Reader: We need affordable housing
Despite strong opposition from local residents at the Oct. 24 Sussex County Planning & Zoning Commission meeting, a rezoning request for Gulfstream Development to build a 45-unit apartment complex on Muddy Neck Road at Parker House Road was approved by that commission.
Yes, we need affordable housing in this resort area, but this proposed development is not the solution. On just 3.9 acres, the development is so compact that there is no room for a water retention pond for storm water runoff that could flow into the Shady Dell and Providence communities, even though the developer plans to use permeable pavement like the kind used on Woodland Avenue, and if it is not properly maintained it is of little value; there is no “green space” for the residents to gather; it is doubtful that fire trucks or large delivery vehicles could turn around in the parking lot; there are no sidewalks or bicycle paths in the area.

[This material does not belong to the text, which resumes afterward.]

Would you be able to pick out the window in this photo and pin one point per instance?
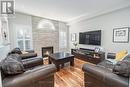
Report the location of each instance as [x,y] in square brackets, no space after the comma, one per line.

Further, it will create a new intersection with Butler Boulevard at Muddy Neck Road. Butler Boulevard is used by 12 private residences to access Muddy Neck Road. The proposed entrance/exit to the new development is directly across from Butler Boulevard, and DelDOT estimates the new development will add another 500 vehicle trips daily at Muddy Neck Road and Butler Boulevard. In addition, this new access point is just 210 feet from the intersection with Parker House Road; 235 feet from a blind curve on Muddy Neck Road; and directly adjacent to a commercial produce stand.
In a letter to the County Planning Zoning Commission regarding the proposed development, DelDOT informed the commission that their 2018 traffic study found that 3,728 vehicles travel Muddy Neck Road daily; while 1,646 vehicles use Parker House Road. According to DelDOT’s 2018 report, the last traffic count on Muddy Neck Road was done in 2017; the last count on Parker House Road was done in 2014.
The report does not indicate if the count was done in the winter or the summer and does not take into account the five new developments that were approved within the past two years and within two miles of the proposed apartment complex. Despite all these safety issues, DelDOT will not conduct a traffic impact study because the additional 500 daily vehicle trips created by Gulfstream’s development falls below the number needed to conduct an impact study.
In addition to the traffic and safety concerns, the addition of a three-story apartment complex is incompatible with the area of single-family homes and townhomes. Representatives for Gulfstream LLC say the new development is similar to buildings in the adjoining Providence community. The difference is that Providence is a three-story townhouse community, not three buildings with 45 units.
Gulfstream also plans to offer the apartments with a six-month lease that will eventually result in more seasonal resort housing for tourists, rather than local residents. Why doesn’t the County buy the property and convert it to “green space” for use by the hundreds of residents who occupy all the Council-approved and newly developed land in this area?
Please attend the Sussex County Council meeting on Dec. 10 at 1:30 p.m. to voice your opinion on this issue.